Nie wszyscy zastanawiają się przez co idzie, od czego zależy, przyszłość rodziny. Otóż bez wątpienia przyszłość rodziny zależy od przyszłości trwałych małżeństw, a te przede wszystkim od więzi męża i żony. Piękna więź małżeńska owocuje pragnieniem zrodzenia potomstwa i znakomicie wpływa na więzi w całej rodzinie. Żyjemy w świecie poniszczonych więzi. W świecie pełnym frazesów o miłości jednak ogołoconym z miłości prawdziwej, ofiarnej, altruistycznej. Miłość prawdziwa nie jest w modzie. Nie jest na topie. Miłość prawdziwa: w pełni ludzka, wierna, dozgonna, płodna i gotowa, w razie konieczności, nawet na ofiarę życia jest pogardzana, wyśmiewana a nawet wyszydzana. Tymczasem miłość prawdziwa jako najpiękniejsza z możliwych relacji jest podstawą szczęścia człowieka.

DEON.PL POLECA

Co stoi na przeszkodzie w dochodzeniu do pełni szczęścia małżeńskiego i rodzinnego? Trudność w budowie więzi małżeńskiej i rodzinnych. Co z kolei przeszkadza w budowie pięknej więzi między mężem a żoną? Przyczyn jest kilka. Po pierwsze brak motywacji do wysiłku. Im wyższe motywacje tym trwalsza więź małżeńska. Ludzie o najwyższych motywacjach (głęboko religijnych ) się po prostu nie rozwodzą. Trudnością praktyczną jest niedojrzałość osób (egoizm) do budowy dojrzałej (altruistycznej) więzi. Kolejną trudnością jest nieświadomość inności osób a szczególnie różnic pomiędzy kobietą a mężczyzną. Różnimy się tak bardzo, że bez złej woli łatwo się nawzajem oskarżyć o robienie na złość i wyciągać absurdalne wnioski o niedopasowaniu.

Kolejną trudnością przeszkadzająca w budowie pięknej więzi małżeńskiej (komunii osób - Jan Paweł II) jest nie akceptacja rodziny współmałżonka. A szczególnie mamy - słynny problem teściowej. I wreszcie przysłowiowym gwoździem do trumny w trudności budowy więzi jest nieumiejętność komunikacji. Jest ona w naszej kulturze, chciałoby się rzec, totalna. Siadamy do rozmowy w dobrym nastroju i zamiast się zbliżyć do siebie ... ranimy się do żywego. Tymczasem dobra komunikacja przy odrobinie dobrej woli stać się może kluczem do budowy pięknej, szczęściodajnej komunii. Śmiem twierdzić, że małżeństwom i rodzinom do osiągnięcia pełni szczęścia brakuje nie tyle dobrej woli co umiejętności komunikacji.

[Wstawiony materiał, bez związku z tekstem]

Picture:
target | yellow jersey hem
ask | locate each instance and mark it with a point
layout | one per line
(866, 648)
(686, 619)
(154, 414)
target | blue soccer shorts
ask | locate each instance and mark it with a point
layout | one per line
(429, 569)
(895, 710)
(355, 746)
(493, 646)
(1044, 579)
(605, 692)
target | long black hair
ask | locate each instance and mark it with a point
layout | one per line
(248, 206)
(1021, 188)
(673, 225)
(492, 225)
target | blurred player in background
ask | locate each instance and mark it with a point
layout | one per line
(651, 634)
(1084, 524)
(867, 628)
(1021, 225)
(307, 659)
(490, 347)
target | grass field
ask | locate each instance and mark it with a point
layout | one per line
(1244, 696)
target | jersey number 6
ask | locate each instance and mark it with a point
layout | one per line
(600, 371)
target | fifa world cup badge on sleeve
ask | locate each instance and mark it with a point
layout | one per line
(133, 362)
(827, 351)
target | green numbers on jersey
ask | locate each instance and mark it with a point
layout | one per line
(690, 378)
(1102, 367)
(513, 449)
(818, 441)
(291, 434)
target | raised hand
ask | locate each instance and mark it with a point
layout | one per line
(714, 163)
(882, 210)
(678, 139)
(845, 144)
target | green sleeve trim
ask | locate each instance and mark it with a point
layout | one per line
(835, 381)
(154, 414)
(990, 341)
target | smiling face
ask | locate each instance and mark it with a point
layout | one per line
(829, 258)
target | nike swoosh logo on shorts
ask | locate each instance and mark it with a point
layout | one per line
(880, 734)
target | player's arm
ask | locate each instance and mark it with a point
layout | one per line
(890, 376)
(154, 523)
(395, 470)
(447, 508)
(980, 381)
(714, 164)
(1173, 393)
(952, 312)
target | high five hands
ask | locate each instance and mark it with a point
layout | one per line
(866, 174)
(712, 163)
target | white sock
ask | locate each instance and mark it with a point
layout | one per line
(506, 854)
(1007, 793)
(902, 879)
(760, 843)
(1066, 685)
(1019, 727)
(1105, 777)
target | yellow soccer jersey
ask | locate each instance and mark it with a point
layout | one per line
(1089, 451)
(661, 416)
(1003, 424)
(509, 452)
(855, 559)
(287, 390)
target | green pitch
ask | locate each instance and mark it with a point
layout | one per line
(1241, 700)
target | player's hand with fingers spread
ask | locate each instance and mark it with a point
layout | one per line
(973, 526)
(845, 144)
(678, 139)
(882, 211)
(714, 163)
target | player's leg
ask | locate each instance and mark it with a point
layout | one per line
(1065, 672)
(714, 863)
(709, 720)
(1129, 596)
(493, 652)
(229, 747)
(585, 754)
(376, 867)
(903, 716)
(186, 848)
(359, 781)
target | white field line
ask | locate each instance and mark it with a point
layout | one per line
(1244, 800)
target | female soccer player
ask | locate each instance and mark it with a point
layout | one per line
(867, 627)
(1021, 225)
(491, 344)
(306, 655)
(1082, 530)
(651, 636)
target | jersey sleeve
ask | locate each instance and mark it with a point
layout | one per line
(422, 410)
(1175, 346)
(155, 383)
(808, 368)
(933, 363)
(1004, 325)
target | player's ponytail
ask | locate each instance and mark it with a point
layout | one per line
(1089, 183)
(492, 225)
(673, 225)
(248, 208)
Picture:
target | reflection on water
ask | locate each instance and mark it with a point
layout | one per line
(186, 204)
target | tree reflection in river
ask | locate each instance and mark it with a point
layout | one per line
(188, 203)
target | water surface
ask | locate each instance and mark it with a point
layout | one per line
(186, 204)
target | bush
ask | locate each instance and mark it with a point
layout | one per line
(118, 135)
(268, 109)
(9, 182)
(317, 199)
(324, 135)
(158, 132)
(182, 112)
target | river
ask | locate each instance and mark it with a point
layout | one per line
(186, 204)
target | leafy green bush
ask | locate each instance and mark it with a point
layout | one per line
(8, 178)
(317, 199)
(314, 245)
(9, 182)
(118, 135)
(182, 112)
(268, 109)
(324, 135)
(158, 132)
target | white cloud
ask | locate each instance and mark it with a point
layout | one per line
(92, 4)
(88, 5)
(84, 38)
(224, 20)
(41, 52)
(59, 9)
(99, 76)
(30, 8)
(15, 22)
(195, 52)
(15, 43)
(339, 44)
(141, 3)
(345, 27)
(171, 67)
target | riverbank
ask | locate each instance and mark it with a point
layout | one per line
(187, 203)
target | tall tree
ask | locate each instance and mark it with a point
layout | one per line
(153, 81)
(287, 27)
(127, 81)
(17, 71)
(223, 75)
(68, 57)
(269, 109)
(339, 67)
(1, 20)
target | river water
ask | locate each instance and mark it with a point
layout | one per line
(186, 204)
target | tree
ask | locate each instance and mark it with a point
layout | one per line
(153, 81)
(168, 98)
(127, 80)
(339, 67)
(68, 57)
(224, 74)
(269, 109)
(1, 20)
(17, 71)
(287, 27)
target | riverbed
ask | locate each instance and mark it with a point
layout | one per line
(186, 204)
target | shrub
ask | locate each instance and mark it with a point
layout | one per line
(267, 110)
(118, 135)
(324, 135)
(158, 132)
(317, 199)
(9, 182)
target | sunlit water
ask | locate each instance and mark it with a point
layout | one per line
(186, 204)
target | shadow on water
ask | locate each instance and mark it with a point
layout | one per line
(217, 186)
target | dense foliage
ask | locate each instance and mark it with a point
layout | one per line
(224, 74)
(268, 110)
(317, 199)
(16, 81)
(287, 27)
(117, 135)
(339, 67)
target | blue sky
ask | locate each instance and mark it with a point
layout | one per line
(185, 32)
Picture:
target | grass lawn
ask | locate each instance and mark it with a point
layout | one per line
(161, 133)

I tu doszliśmy do rewelacyjnego pomysłu Autorów gry "Pytaki". Gra uruchamia, ba wręcz zmusza do komunikowania się nie tylko werbalnego. Przykładowo wiele dzieci latami bezskutecznie marzy o przytuleniu przez tatusia a tu dostaje to "za darmo" jako wypełnienie zadania w grze. Ludzie nie mający pojęcia o poprawnej komunikacji siadając do gry "Pytaki" zaczynają niejako automatycznie komunikować się poprawnie. Są do tego zmuszeni! A efektem jest pogłębienie więzi i ... szczęścia w rodzinie.

Aż się marzy osobna wersja "Pytaków" dla małżeństw, dla narzeczonych, dla rodzeństwa, dla przyjaciół, dla klasy szkolnej, dla drużyny harcerskiej (lekko zmienioną wersję rodzinną córka z wielkim powodzeniem zastosowała właśnie w drużynie żeńskiej ZHR)...

Gratuluję Autorom "Pytaków" wymyślenia formuły gry, która w łatwy sposób wypełnia największą bodaj lukę w funkcjonowaniu małżeństw i rodzin (brak dobrej komunikacji) i tym samym otwiera drogę do pełni szczęścia w życiu. Chciałoby się rzec: strzał w dziesiątkę! Choć może to zabrzmieć patetycznie to gra może się realnie przyczynić do odratowania małżeństw, rodzin i w efekcie uratowania przyszłości świata.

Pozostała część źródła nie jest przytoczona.